Law, College of

 

Date of this Version

6-2001

Citation

31 Environmental Law Reporter 10689 (2001)

Comments

Copyright © 2001 Environmental Law Institute®, Washington, DC. reprinted with permission from ELR®, http://www.eli.org,

Abstract

The federal public lands—national forests, parks, and rangelands—are widely known for their vast natural resources: timber; range; minerals; watersheds; wildlife; and sweeping vistas of incredible beauty and diversity. No less notable are the cultural resources found on the public lands. Some of the earliest withdrawals of public lands from homesteading or other disposition occurred because of their cultural and historic importance.1 Preserving and allowing access to resources with cultural significance are critical to sustaining diverse, viable communities as well as our national, collective heritage. For American Indian people in particular, certain places, physical features, and objects on the public lands hold deep cultural and spiritual significance. Without ongoing relationships with a defined physical “place,” the integrity of many contemporary American Indian societies could be jeopardized.2 This Article provides an assessment of federal law governing the management and preservation of cultural resources on public lands, focusing on resources of interest to American Indians. It reviews federal statutes and regulations governing cultural and historic resource protection, as well as laws applicable to specific categories of federal public lands. In addition, it assesses the National Environmental Policy Act (NEPA),3 an integral part of the decisionmaking process for most activities on public lands, and its use as a tool for protecting the resources and accommodating their use.

The principal cultural resource statutes are the National Historic Preservation Act (NHPA)4; the Archaeological Resources Protection Act (ARPA)5; and the Native American Graves Protection and Repatriation Act (NAGPRA).6 These laws provide procedural mechanisms through which interested parties can participate in decisionmaking processes, as well as substantive protection for cultural and historic resources. The NHPA requires federal agencies to engage in consultation, often accomplished in conjunction with the NEPA process, to take into account the effect of federal undertakings on historic properties and traditional cultural resources. ARPA prohibits the excavation or removal of archaeological resources from federal lands without a permit. The most recent addition to this trilogy of cultural resource laws, NAGPRA, provides for the repatriation of American Indian remains and cultural items imbedded in federal and tribal lands. These statutes and their implementing regulations provide significant roles for tribal governments, in recognition of their inherent sovereign interests in tribal historic, cultural, and religious resources.7 The public lands statutes, the Federal Land Policy Management Act (FLPMA)8; the National Forest Management Act (NFMA)9; and the National Park Service Organic Act,10 play an affirmative role in cultural resource management and preservation by recognizing cultural values in land management plans and by preventing the degradation of the resources.
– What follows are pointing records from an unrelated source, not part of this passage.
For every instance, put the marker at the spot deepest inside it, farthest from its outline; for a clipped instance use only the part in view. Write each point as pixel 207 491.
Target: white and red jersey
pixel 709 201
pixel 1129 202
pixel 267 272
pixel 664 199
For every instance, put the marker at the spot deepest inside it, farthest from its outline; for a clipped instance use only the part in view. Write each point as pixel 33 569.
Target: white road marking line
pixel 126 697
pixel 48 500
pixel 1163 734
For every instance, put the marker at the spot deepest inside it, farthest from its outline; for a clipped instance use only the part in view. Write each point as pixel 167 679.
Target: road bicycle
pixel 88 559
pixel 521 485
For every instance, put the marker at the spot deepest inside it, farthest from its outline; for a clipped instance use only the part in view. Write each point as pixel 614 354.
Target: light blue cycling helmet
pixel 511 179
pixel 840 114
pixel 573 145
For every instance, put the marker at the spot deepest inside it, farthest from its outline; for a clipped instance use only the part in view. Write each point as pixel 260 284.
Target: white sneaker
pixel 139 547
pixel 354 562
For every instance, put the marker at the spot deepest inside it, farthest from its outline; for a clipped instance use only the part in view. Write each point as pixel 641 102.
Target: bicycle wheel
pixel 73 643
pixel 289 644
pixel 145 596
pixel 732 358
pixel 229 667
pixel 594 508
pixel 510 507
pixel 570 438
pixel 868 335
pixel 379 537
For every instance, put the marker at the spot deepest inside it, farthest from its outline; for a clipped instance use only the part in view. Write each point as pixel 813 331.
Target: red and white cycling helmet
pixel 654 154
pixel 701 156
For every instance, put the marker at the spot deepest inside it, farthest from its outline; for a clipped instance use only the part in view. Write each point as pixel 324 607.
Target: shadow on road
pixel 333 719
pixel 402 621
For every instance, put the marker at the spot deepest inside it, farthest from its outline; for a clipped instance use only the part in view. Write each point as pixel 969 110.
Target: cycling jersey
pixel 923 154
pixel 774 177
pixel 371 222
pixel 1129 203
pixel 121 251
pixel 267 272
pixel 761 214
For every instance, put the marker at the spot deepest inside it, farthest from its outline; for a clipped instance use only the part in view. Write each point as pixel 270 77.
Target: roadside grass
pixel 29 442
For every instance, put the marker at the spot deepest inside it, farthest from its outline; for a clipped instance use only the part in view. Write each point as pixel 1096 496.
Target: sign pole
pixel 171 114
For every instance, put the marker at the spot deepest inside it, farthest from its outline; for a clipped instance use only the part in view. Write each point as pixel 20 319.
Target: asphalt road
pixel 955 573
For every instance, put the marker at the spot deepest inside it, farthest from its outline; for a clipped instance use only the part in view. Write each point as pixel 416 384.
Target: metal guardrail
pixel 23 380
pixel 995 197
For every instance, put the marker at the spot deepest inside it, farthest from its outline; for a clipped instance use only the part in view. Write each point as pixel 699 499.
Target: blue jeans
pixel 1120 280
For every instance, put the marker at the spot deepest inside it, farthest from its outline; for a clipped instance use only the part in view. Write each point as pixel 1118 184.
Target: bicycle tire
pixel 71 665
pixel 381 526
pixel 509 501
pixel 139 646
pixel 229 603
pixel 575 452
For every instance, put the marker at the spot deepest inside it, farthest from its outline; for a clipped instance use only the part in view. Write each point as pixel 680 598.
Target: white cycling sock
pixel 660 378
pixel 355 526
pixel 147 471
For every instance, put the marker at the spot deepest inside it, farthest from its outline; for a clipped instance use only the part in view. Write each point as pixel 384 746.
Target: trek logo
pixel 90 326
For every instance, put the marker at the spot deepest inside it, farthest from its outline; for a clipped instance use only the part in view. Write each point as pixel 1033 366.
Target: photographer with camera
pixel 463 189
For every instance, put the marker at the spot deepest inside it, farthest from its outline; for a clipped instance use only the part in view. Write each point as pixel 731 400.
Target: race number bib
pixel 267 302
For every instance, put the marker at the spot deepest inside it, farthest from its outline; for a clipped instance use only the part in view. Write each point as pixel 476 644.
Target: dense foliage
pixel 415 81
TheNFMAandFLPMAdirect that multiple uses be allowed on the public lands in a manner that can be sustained over time. The National Park Service Organic Act provides for conservation and public enjoyment of National Park System lands and resources. Together with the cultural resource statutes and NEPA, these laws encourage, and in some cases may even mandate, federal accommodation of cultural values of American Indian tribes.

No discussion of cultural resource management on the federal public lands would be complete without considering the constitutional implications of decisions affecting cultural resources, many of which hold spiritual or religious significance. This Article provides a brief overview of the First Amendment’s religion clauses, and concludes that, although the Free Exercise Clause has not afforded concrete protection for cultural and religious resources on public lands, neither has the Establishment Clause prevented land management agencies from accommodating interests in such resources.11 Accommodation of American Indian interests is consistent with the unique federal relationship with tribes, as well as the policies expressed in the American Indian Religious Freedom Act (AIRFA),12 and the Executive Order on Sacred Sites, which directs agencies to accommodate the use of sacred sites and to avoid actions that adversely affect their physical integrity.13 Moreover, the Religious Freedom Restoration Act (RFRA),14 may prohibit federal land managers from taking action that substantially burdens religious interests absent compelling reasons.